Hegemony and Fields. Dialogues through Gramsci and Bourdieu.

Monday, 7 July 2025: 13:30
Location: ASJE017 (Annex of the Faculty of Legal, Economic, and Social Sciences)
Oral Presentation
Matteo PUOTI, Sapienza University of Rome, Italy
Antoine ROGER, Centre Émile Durkheim, Sciences Po Bordeaux, France
Within the disciplinary fields of the humanities and social sciences, several well-established and globally flourishing research traditions have produced, and continue to produce, exegetical and theoretical studies on both Antonio Gramsci and Pierre Bourdieu. Alongside these lines of research, various attempts have been made to extend and empirically apply elements or aspects of each author’s intellectual oeuvre, taken separately. However, the fact is that research practices inspired by them have frequently circulated loosely leading to questionable conflations and and parallels. The two authors have also been used by researchers attempting to distance themselves from them to promote their own theories. We think we should move beyond these approaches and create the conditions for a structured epistemological, theoretical and methodological dialogue; this means systematically identifying points of convergence and divergence.

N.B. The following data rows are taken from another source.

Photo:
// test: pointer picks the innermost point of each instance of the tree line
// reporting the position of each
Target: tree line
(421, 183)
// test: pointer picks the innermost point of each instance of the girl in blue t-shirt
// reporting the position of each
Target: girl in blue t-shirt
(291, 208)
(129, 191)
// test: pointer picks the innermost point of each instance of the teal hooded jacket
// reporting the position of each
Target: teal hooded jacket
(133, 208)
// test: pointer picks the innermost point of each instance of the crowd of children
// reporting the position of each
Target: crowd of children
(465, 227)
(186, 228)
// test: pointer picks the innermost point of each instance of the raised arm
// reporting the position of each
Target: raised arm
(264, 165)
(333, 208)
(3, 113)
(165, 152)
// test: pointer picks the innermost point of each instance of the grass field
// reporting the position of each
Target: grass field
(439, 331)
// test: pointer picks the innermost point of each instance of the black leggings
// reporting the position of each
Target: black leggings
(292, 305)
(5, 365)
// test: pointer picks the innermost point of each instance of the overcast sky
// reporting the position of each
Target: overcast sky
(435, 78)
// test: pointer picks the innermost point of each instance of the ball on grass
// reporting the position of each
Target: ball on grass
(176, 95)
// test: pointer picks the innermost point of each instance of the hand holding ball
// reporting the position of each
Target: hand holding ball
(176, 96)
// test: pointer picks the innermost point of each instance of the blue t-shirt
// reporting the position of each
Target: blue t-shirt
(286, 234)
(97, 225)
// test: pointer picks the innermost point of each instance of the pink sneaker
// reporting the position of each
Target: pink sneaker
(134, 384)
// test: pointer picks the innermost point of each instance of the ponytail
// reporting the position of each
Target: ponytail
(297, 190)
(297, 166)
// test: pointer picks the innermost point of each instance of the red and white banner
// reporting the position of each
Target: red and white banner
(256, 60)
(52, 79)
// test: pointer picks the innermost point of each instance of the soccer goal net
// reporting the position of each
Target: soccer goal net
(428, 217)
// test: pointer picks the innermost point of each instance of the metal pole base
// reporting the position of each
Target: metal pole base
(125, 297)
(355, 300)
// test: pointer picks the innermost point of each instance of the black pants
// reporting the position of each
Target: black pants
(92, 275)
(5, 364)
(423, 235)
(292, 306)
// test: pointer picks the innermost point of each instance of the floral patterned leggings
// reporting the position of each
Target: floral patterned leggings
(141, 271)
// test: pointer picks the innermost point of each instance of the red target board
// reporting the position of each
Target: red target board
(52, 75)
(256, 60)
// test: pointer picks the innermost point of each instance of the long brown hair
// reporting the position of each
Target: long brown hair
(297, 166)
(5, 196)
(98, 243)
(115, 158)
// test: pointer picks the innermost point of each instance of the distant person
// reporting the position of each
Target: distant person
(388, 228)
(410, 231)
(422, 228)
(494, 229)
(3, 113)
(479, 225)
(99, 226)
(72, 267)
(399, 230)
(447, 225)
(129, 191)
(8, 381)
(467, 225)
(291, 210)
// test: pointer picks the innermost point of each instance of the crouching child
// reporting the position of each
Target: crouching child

This context provides an opportunity to account for terrains, trajectories, strategies and ties, with their related developing potentials and criticalities, by which we have sought to initiate outlining a dialogical space between Italian and French scholars, and between France and Italy as national spheres that produced Gramsci and Bourdieu as intellectuals organic to their own times, but whose social trajectories and histories of critical reception and circulation show significant connections and homologies.

One of the underlying objectives of this project is to illustrate the operativity and the potential of certain nodes, conceptual tools, epistemological and methodological perspectives drawn from a close dialogue and interaction, not so much between Gramsci and Bourdieu’s works (opus operatum), but more specifically between their respective modus operandi – that is, their thought styles and interpretative and analytical perspectives on the production and reproduction of the multiple articulations of legitimation processes – mainly through a discussion of the complementarity between the epistemological framework of hegemony and the analytical infrastructure of the field.